Dans les pays en développement, les femmes victimes de violences conjugales sont plus réticentes à allaiter

Dans les pays en développement, les femmes victimes de violences conjugales sont plus réticentes à allaiter.
Dans les pays en développement, les femmes victimes de violences conjugales sont plus réticentes à allaiter. - © hedgehog94 - Getty Images/iStockphoto

Selon une étude anglaise menée dans plus de 50 pays d’Afrique, d’Amérique, d’Europe de l’Est et d’Asie du Sud-Est, les mères victimes de violences conjugales sont 12% moins susceptibles de donner le sein dans l’heure qui suit la naissance du bébé.

Menée par des chercheurs de l’université de Warwick (Angleterre), l’étude se base sur les données d’enquêtes démographiques et sanitaires menées dans 51 pays à revenu faible et moyen (dont la moitié en Afrique), de janvier 2000 à janvier 2019.

Ces bases de données portent sur plusieurs aspects, notamment la santé maternelle et les violences physiques, sexuelles et émotionnelles infligées aux femmes.
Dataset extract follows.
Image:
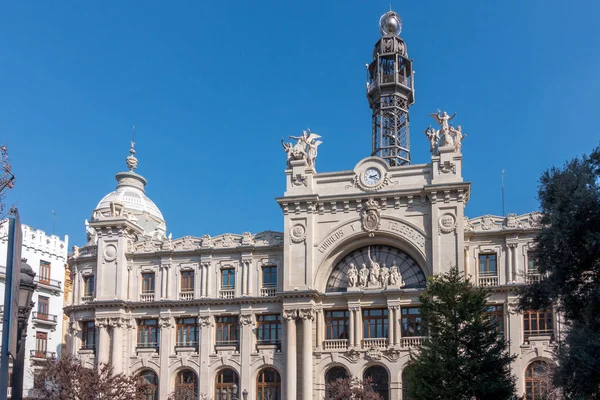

Les résultats standardisés ont permis aux chercheurs d’établir des estimations globales pour l’ensemble des pays étudiés.

"Il s’agit de la plus grande étude menée dans les pays à faible revenu et à revenu intermédiaire sur l’exposition des mères aux trois formes de violence connues (physique, sexuelle ou émotionnelle) et ses liens avec les pratiques d’allaitement au sein ", précise le Dr Rishi Caleyachetty de la Warwick Medical School, qui a supervisé les travaux.

Au fil de leurs recherches, les auteurs de l’étude ont constaté que les mères victimes de violence familiale étaient 12% moins susceptibles de donner le sein une heure après la venue au monde de leur enfant et 13% moins enclines d’allaiter leur nourrisson exclusivement au sein au cours des six premiers mois suivant la naissance.

 

Près d’une femme sur trois est victime de violences physiques ou sexuelles

"D’autres recherches sont nécessaires pour comprendre pourquoi les mères victimes de violences familiales sont moins disposées à allaiter."

"Une mère qui subit des violences est plus susceptible d’être déprimée et, par conséquent, peut ne pas avoir accès aux services de santé et de soutien ou manquer de confiance en elle", explique le Dr Uthman.

La violence domestique peut impliquer des abus physiques ou sexuels, des viols ou des abus émotionnels et constitue un problème de santé majeur au niveau mondial. Selon les estimations de l’Organisation mondiale de la Santé, 35% des femmes indiquent avoir été exposées à des violences physiques ou sexuelles de la part de leur partenaire intime ou de quelqu’un d’autre au cours de leur vie.

"La priorité des professionnels de santé qui travaillent avec les femmes enceintes est d’identifier celles qui ont été victimes de violence familiale et de leur offrir un soutien adapté aux pratiques d’allaitement. La violence domestique à l’égard des femmes est un problème mondial et les conclusions de cette étude pourraient être appliquées non seulement dans les pays à faible revenu et à revenu intermédiaire, mais également dans le monde entier", souligne le Dr Caleyachetty, qui a dirigé l’étude, parue dans Plos Medicine.